5. Push the excess wire up underneath the ceiling headliner to hide the wires. Route the detector plug either left or right of the mirror for the detector. Replace both plastic wire channel cap and move the mirro back in place. Done! Nice and neat.
6. Power source is only on when the car is on. My detector pulls about 200 to 400ma worth of current and this additional load has not seemed to affect any of the mirrior functions.
#24
Lexus Test Driver
Thread Starter
Please, do
I ended up getting a wireless 1788, but will return it back. Battery doesn't last for too long, and has to be recharged constantly. So, its back to keeping the "wire" plugged in (radar has a built-in charger). The big problem is that it was not hooked up to the main power, so when I shut off the car, radar stays on until I manually turn it off or 1 hour timer does that...
Also, I was not successful finding a good spot on the top for a suction cups due to that area around the rear view mirror that has "tint dots". Of course, in the middle of the windshield or closer to the dashboard it looks cheesy. So, I would like to see how and where did you mount yours. Its not necessary that I will get V1, but a similar mounting/wiring will apply to all of them... Thanks!!!
I ended up getting a wireless 1788, but will return it back. Battery doesn't last for too long, and has to be recharged constantly. So, its back to keeping the "wire" plugged in (radar has a built-in charger). The big problem is that it was not hooked up to the main power, so when I shut off the car, radar stays on until I manually turn it off or 1 hour timer does that...
Also, I was not successful finding a good spot on the top for a suction cups due to that area around the rear view mirror that has "tint dots". Of course, in the middle of the windshield or closer to the dashboard it looks cheesy. So, I would like to see how and where did you mount yours. Its not necessary that I will get V1, but a similar mounting/wiring will apply to all of them... Thanks!!!
#27
Lexus Test Driver
Thread Starter
So I see you did use suction caps. Do you think our warranty could be voided by power-tapping from rear-view mirror? Someone told me they had an issues with their warranty (a different car) when something got shorted out cause of power tapping. So, their dealership suggested running a power wire to a fuse box for a complete isolation in case of a short. Any opinion on that?
#28
Thanks PDG810810. After seeing this, I'm thinking this is simple enough so that I can possibly mount my V1 as well. I always wanted to do it, but don't want to do any strange wiring to the car to get there. How did you hide the wiring from the tap point to the V1? Did you push it up and under the headliner?
#29
Thanks PDG810810. After seeing this, I'm thinking this is simple enough so that I can possibly mount my V1 as well. I always wanted to do it, but don't want to do any strange wiring to the car to get there. How did you hide the wiring from the tap point to the V1? Did you push it up and under the headliner?

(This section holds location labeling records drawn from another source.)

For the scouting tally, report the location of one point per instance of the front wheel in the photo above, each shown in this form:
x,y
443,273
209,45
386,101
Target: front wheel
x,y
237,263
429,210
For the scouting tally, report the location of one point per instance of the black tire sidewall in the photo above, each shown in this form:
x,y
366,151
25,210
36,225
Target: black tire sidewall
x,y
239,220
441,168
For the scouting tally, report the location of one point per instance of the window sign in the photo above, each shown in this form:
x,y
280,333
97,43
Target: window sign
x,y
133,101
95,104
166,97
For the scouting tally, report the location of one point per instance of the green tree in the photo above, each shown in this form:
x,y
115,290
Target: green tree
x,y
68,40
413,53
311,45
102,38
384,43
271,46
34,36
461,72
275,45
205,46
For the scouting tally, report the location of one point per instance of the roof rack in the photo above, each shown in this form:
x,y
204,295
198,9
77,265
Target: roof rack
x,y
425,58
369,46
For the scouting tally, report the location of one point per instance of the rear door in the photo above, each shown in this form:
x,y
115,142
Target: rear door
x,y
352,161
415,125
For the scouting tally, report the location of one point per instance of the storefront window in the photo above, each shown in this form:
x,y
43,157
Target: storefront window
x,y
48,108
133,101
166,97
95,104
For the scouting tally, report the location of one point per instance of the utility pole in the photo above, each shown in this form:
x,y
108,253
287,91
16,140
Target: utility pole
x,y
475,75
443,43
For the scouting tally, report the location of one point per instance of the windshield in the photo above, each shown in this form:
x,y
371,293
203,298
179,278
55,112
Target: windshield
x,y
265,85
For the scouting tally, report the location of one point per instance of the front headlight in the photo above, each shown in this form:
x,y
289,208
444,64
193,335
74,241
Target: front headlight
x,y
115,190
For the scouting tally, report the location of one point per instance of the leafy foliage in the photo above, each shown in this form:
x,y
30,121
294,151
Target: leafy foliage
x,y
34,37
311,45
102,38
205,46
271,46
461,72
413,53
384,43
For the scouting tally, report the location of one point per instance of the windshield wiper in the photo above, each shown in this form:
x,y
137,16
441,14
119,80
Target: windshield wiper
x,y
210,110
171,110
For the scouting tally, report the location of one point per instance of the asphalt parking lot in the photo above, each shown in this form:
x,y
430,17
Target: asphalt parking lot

Take a look at the first pic, it shows how the wire goes from the rear view mirror to the radar detector.
#30
So I see you did use suction caps. Do you think our warranty could be voided by power-tapping from rear-view mirror? Someone told me they had an issues with their warranty (a different car) when something got shorted out cause of power tapping. So, their dealership suggested running a power wire to a fuse box for a complete isolation in case of a short. Any opinion on that?
As far as the warrantly goes, this install is so clean if something went wrong I could undo the wiring and the Tech would never see any mods or evidence therof.
Any shorting would cause the fuse to blow and I know where that is.
The mirror assembly is easily replaced. No worries!